¹H NMR(400MHz,DMSO-d₆):δ9.91(s,1H),9.43(s,1H),7.64(s,1H),7.27-7.31(m,1H),7.23-7.24(m,2H),2.55(s,3H),1.48(s,9H)。

Synthesis of tert-butyl (3- ((2- ((2-methoxy-4- (4-methylpiperazino) phenyl) amino) -6-methyl-5-nitropyrimidin-4-yl) amino) phenyl) carbamate

2.21g (10mmol) of 2-methoxy-4- (4-methyl-1-piperazine) aniline, 2.58g (20mmol) of N, N-diisopropylethylamine, 3.79g (10mmol) of tert-butyl (3- (2-chloro-5-nitropyrimidin-4-amino) phenyl) carbamate were weighed into a 250ml round-bottomed flask, dissolved in 100ml of tetrahydrofuran, under argon protection, heated to reflux overnight, and followed by TLC until complete conversion of the starting material. Removing about 70ml of solvent by rotary evaporation, filtering out a solid by suction, washing a filter cake by 50ml of tetrahydrofuran, removing most of the solvent by rotary evaporation of a filtrate, pouring into water, separating out a reddish brown solid, filtering by suction, washing the filter cake by deionized water, drying, and purifying by dichloromethane/methanol to obtain 91g of the reddish brown solid of tert-butyl (3- ((2- ((2-methoxy-4- (4-methylpiperazinyl) phenyl) amino) -6-methyl-5-nitropyrimidin-4-yl) amino) phenyl) carbamate, wherein the yield is about 71%.

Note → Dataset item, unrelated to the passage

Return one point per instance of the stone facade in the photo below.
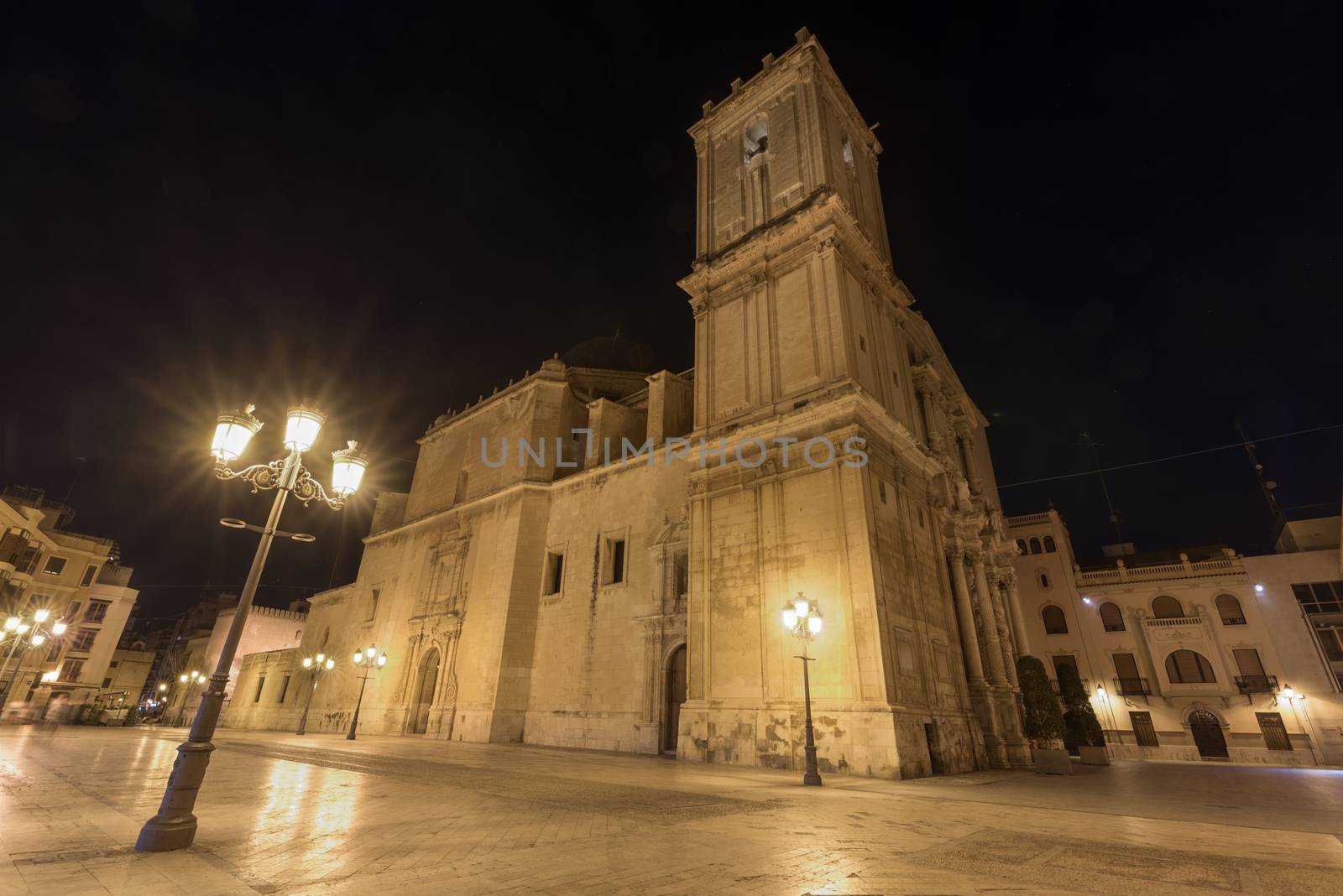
(1190, 655)
(567, 597)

¹H NMR(400MHz,DMSO-d₆):δ10.27(s,1H),9.42(s,1H),8.86(s,1H),7.52(s,1H),7.39(d,J＝8.0Hz,1H),7.19(s,2H),7.09(s,1H),6.60(s,1H),6.32(s,1H),3.76(s,3H),3.42(s,3H),3.15(s,4H),2.61(s,4H),2.27(s,3H),1.47(s,9H)。

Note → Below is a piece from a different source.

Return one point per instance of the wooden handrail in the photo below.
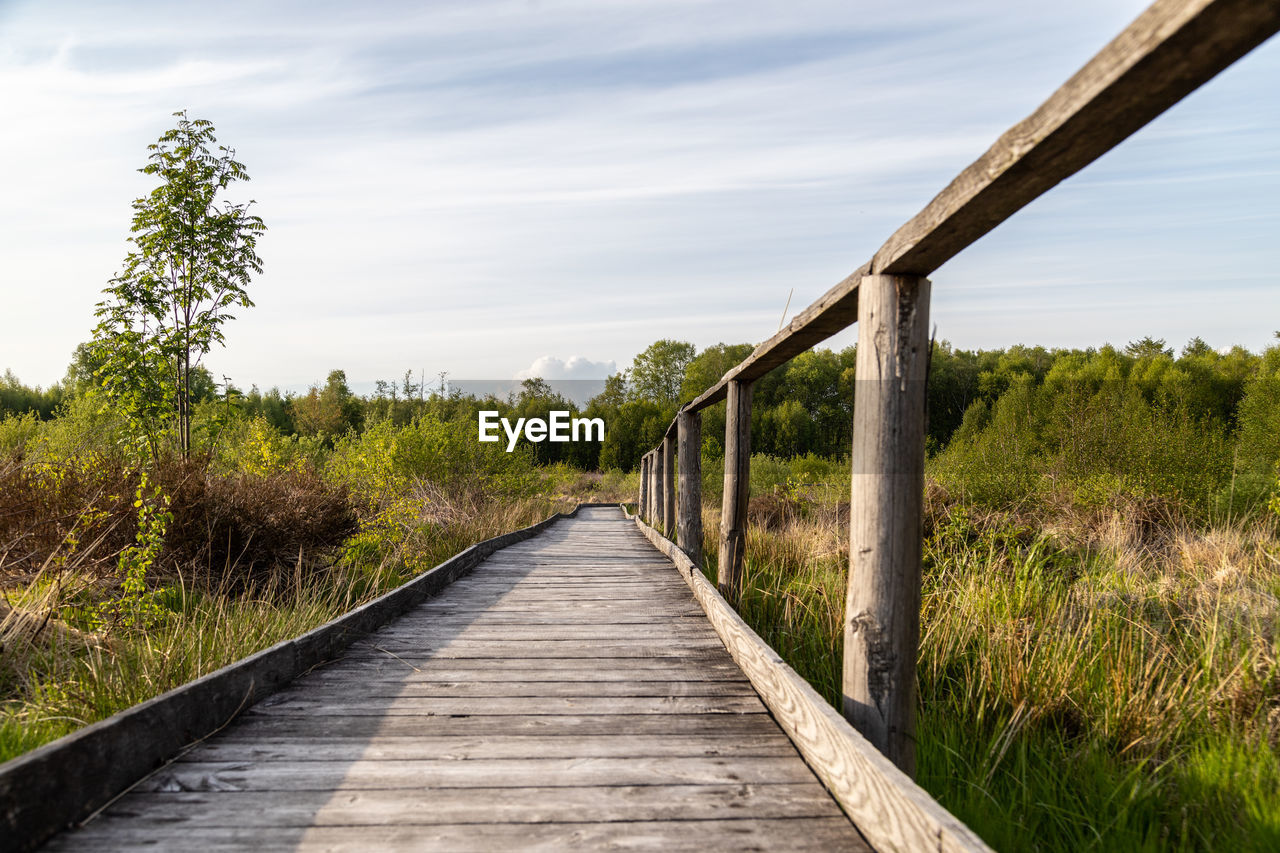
(1165, 54)
(1171, 49)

Synthesis of tert-butyl (3- ((5-amino-2- ((2-methoxy-4- (4-methylpiperazino) phenyl) amino) -6-methylpyrimidin-4-yl) amino) phenyl) carbamate

Tert-butyl (3- ((2- ((2-methoxy-4- (4-methylpiperazino) phenyl) amino) -6-methyl-5-nitropyrimidin-4-yl) amino) phenyl) carbamate (5.64g,10mmol) and palladium on carbon catalyst (0.56g, 0.5mmol, 10% Pd) were weighed into a 500mL round-bottomed flask, dissolved by adding 100mL of methanol and 200mL of dichloromethane, and reacted at room temperature for 12 hours with introduction of hydrogen gas. TLC tracks the conversion of the raw material, suction filtration is carried out, the filtrate is dried in a rotary mode, and the crude product is recrystallized by ethanol to obtain (3- ((5-amino-2- ((2-methoxy-4- (4-methylpiperazino) phenyl) amino) -6-methylpyrimidin-4-yl) amino) phenyl) carbamic acid tert-butyl ester white solid 4.86g, the yield is 91%.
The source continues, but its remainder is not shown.